The Strike Series have gamebreaking glitches that really make the game fun.

No escape and drive through some walls, bridges, etc.

Drive Through obstacles 

(Requires Hovercraft, Police Motorcycle, or G.A.V.)
1. you can go through fences if you bump into the very corner, you can also go through the bridge in stage 2 (Jungle Strike, but the bridge area where you are going through must be destroyed also you can go through the bridge in the Comanche however you better have entered a code that gives you 10 or 23 lives or you are screwed since 3 lives won't cut it in a stagewide Danger Zone.  This glitch works in Missions 2 and 5 in Jungle Strike and Mission 4 of Urban Strike

No escape

2. You can get caught in between two buildings unable to escape (this is more evident in Urban Strike when using the GAV on the 2nd Mexico Stage)

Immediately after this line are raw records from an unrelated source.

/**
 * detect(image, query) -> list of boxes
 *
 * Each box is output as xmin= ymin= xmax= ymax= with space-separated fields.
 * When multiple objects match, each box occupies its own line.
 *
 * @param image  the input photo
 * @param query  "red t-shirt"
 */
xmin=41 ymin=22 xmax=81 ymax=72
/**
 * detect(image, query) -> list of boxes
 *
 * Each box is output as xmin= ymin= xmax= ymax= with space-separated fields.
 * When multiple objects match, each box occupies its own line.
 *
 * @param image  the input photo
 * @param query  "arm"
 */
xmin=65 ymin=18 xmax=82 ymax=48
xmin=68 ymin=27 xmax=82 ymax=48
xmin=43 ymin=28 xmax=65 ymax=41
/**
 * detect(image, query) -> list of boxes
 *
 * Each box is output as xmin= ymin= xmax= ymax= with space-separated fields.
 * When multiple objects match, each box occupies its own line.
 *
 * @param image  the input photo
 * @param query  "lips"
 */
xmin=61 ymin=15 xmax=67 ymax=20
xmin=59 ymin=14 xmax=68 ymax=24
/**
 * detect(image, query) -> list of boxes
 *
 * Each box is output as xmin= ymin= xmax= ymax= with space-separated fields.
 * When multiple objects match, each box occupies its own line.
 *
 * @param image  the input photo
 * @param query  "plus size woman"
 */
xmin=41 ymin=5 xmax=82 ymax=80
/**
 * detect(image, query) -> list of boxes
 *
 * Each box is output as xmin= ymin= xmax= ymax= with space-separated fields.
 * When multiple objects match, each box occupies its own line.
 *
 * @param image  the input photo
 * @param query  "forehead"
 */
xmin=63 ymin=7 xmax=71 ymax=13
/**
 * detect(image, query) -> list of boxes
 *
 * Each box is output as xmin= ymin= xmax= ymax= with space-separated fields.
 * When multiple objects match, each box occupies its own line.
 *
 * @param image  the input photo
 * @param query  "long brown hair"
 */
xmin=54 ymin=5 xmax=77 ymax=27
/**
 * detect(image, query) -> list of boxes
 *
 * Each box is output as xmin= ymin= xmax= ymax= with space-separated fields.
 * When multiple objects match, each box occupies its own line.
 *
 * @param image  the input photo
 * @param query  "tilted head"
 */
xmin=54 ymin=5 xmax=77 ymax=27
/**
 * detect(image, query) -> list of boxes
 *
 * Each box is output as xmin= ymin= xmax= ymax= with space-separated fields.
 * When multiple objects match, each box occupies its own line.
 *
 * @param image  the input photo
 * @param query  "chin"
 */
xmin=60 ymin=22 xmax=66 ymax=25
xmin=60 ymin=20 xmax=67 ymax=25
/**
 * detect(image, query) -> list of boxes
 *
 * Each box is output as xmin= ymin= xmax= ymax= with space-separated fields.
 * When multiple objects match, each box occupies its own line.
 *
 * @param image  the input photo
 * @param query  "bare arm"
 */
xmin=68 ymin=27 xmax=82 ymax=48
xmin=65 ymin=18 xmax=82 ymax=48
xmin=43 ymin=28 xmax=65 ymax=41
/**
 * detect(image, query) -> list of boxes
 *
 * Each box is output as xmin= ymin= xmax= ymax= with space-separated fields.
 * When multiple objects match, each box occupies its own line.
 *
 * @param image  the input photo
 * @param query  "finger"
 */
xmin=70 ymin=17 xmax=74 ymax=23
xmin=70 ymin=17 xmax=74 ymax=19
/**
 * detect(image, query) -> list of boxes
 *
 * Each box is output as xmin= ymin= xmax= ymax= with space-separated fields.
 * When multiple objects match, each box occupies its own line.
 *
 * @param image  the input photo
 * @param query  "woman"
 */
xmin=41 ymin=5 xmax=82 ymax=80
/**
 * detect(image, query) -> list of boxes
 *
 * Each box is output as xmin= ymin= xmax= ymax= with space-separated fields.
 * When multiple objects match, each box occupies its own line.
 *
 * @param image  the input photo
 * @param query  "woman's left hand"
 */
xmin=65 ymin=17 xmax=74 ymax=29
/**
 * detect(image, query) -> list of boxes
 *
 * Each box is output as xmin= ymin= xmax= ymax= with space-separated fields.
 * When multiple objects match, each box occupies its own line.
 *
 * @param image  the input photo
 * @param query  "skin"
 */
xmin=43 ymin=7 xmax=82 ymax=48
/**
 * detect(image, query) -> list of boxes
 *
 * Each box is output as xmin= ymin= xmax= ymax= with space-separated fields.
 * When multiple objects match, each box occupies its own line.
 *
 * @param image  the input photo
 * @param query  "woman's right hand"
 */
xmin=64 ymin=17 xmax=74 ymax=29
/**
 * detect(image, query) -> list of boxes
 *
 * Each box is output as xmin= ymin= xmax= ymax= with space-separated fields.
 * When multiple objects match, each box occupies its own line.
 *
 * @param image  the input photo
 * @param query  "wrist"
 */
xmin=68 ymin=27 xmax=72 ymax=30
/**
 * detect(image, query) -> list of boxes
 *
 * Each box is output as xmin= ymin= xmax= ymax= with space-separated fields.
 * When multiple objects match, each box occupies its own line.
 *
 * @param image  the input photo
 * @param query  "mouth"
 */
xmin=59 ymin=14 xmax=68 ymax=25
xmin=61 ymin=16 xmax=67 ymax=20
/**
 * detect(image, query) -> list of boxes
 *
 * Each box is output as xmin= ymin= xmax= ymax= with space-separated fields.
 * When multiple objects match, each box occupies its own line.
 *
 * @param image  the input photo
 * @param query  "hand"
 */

Bonus: Walk Through Walls in Alcatraz (Urban Strike)

Two ways of doing this

1. Finding a corner where a locked gate is, don't destroy the lock mechanism and you can go through to the other side (you will have to maneuver to get there and it may take several tries but you'll eventually go through), also some areas of the prison like at the end of the screen have the same walk through walls glitch.

2. When you get to the top mechanism walk around to the right, avoid destroying the gate and you can walk through directly to the lock.

*Soviet Strike (PS/PSN)

Unlimited fail (requires infinite ammo and lives in-game password)

1. Equip Fuel Pods
2. Play normally
3. You'll die eventually
4 Once you die hold triangle or whatever your special weapon is assigned to on your PS controller
5. Drop the pods once you respawn (This has a 70% chance of working), you should have no pods left.

*It works better when you lose 8+ lives


----------



## Blaze163 (Jul 27, 2010)

Didn't I make this topic myself a couple of days ago...? 
	

	
	
		
		

		
			





Yeah, check out my topic for my recommendations, I'm far too bone idle to list them all again.


----------